Irgendwie standen in den letzten beiden Jahren für EY alle Zeichen auf Erfolg! Eine günstige Konstellation.
Die ersten Mandatsverschiebungen im DAX aufgrund der gesetzlich eingeführten externen Rotation, neue Führungskultur durch den Deutschland-CEO Hubert Barth und die im Berufsstand und in der Wirtschaft empfundene überdrüssige Großmannssucht von PwC und KPMG, begleitet von diversen Skandalen im In- und Ausland.

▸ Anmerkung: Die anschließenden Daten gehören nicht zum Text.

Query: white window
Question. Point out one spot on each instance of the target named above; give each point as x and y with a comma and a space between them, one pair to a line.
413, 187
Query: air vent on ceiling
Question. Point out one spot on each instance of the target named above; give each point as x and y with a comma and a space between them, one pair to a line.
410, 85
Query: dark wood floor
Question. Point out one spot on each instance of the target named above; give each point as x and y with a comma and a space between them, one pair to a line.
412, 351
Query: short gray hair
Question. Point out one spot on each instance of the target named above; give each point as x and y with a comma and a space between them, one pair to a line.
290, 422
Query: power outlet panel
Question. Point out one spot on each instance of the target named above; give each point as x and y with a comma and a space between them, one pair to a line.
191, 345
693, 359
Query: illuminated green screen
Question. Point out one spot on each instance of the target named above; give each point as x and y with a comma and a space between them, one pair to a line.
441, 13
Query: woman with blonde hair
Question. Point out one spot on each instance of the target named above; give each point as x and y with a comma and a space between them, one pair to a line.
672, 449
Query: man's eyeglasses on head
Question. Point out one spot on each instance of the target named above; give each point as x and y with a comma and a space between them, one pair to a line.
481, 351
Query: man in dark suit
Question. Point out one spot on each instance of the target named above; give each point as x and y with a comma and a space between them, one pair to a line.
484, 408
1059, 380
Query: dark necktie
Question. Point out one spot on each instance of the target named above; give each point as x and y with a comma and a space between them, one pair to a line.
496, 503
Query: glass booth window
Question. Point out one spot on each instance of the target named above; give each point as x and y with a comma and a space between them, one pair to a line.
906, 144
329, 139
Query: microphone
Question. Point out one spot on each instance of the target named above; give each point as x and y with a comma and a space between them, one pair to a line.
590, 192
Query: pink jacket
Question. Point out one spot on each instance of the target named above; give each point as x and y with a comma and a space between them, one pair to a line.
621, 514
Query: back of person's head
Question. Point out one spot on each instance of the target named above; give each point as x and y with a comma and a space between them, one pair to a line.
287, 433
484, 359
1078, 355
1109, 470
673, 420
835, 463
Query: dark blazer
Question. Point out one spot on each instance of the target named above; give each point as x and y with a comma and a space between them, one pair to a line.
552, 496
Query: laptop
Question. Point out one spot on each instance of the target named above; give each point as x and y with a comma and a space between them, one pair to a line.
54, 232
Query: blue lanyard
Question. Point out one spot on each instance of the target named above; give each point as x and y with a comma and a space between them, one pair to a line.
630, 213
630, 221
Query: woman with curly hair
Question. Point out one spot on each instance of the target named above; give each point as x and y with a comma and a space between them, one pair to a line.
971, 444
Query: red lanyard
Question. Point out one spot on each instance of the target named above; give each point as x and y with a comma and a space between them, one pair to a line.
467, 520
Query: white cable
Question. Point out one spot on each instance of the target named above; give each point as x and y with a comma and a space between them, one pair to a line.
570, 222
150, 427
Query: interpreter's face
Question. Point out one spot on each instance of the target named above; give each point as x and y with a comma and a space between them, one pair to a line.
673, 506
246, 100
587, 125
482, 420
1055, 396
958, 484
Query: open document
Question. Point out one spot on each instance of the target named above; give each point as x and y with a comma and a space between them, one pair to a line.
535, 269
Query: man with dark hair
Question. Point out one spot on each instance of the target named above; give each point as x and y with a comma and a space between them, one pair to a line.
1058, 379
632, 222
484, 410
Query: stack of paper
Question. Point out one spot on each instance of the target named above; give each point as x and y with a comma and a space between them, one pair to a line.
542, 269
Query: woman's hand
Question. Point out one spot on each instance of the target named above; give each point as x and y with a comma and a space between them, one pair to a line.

Und: Der Weg war frei – für EY!
Deutsche Bank, Commerzbank, Beiersdorf, Münchener Rück, Volkswagen sowie MTU Aero Engines und sicherlich auch ab 2021 die Deutsche Telekom u.a. – das sind ja wohl "Knaller" – und man plaziert sich unter den Big4 überzeugend! Man ist auf der Erfolgsschiene gen Himmel!
Kritische Fragen nach den erhöhten Anforderungen künftiger Personalausstattung und dem Profil des vorhandenen Internen Qualitätssicherungssystems sind in dieser Gefühlslage zunächst einmal nicht angebracht!
Diese Änderungen bedeuten natürlich auch eine selbstbewusstere Positionierung von EY im IDW und in der WPK.
Und dann kam der Fall Wirecard! Eine zukunftsweisende Ikone des deutschen Finanzmarkts mit den Ambitionen, den Mars zu erobern, verglüht binnen weniger Wochen in Schutt und Asche!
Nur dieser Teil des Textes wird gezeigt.